Recently i faced the problem of connecting two LANs using PPTP and an intermediate PPTP server. I had to use this approach because the network setup was such that none of the LAN routers (DD-WRT) could contact the other but both could contact an intermediate server.
In order to achieve this PPTP clients must be always assigned the same IP and when connected, routes to each LAN must be added to the routing table of the intermediate server.
Network setup
Network name | IP range |
---|---|
LAN 1 | 172.16.3.64/26 |
LAN 2 | 172.16.3.128/26 |
PPTP Server network | 172.16.4.0/24 |
PPTP Clients and server
I installed a PPTP server on a CentOS server using this HOWTO and i assigned static IPs for the two routers. To assign static IPs on PPTP clients you must enter the desired IP in the chap-secrets file.
chap-secrets file on the intermediate server:
# Secrets for authentication using CHAP # client server secret IP addresses LAN1 * LAN1pass 172.16.4.200 LAN2 * LAN2pass 172.16.4.201
This way each client (router) gets always the same IP. Make sure that these static IPs are not in the PPTP client IP range.
Then setup DD-WRT PPTP clients to connect to the intermediate server:
intermediate.example.com
172.16.4.0
255.255.255.0
mppe required,no40,no56,stateless
The final step is to add a route to each router's LAN when it connects.
There is a file for running commands when PPP goes up or down.

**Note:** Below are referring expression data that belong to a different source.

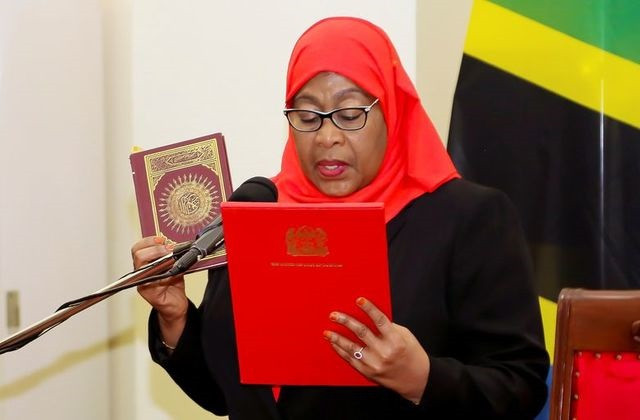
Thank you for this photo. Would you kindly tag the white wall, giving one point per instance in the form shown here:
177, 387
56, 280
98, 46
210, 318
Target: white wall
52, 205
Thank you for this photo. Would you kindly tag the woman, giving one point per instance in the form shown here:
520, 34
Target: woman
466, 340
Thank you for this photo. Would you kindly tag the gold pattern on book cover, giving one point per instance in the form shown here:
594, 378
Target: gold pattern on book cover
189, 200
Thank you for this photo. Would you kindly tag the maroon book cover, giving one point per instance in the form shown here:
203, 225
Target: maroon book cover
290, 265
179, 188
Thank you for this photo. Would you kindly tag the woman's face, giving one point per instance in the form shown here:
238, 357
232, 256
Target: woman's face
336, 161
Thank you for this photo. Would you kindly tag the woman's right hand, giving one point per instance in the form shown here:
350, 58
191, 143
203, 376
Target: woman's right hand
168, 296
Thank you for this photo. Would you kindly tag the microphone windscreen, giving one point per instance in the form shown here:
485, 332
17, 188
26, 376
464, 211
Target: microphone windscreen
256, 189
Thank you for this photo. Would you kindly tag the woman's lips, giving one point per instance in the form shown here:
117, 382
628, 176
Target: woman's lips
331, 168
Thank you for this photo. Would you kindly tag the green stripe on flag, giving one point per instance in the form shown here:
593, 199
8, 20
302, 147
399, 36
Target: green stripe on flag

On CentOS it is located at /etc/ppp/ip-up.local or /etc/ppp/ip-up
Adding the following lines does the trick:
#!/bin/bash case "$5" in 172.16.4.200) /sbin/route add -net 172.16.3.64/26 gw 172.16.4.200 ;; 172.16.4.201) /sbin/route add -net 172.16.3.128/26 gw 172.16.4.201 ;; *) esac
Make the script executable: chmod 755 ip-up.local
Arguments available in ip-up and ip-up.local scripts
Argument | Description |
---|---|
$1 | the interface name used by pppd (e.g. ppp3) |
$2 | the tty device name |
$3 | the tty device speed |
$4 | the local IP address for the interface |
$5 | the remote IP address |
$6 | the current IP address before connecting to the VPN |
Comments
Hi There,
Hi There,
We have done this and it works but if the VPN drops and then comes back up the old route stays inplace on the interface that was first assigned eg : ppp0 and the route no longer works unless I run /etc/init.d/pptpd restart-kill and then run /etc/init.d/pptpd start.
Which then kills all the users VPN's.
I can look for the processes and kill the ones from the Source public IP manually. (ps ax |grep ppp) There will be two showing in the processes, the one that dropped and the one that now reconnected.
Try copying ip-up.local to ip
Try copying ip-up.local to ip-down.local and then replace route add with route del in ip-down.local.
I will test it when i have the time.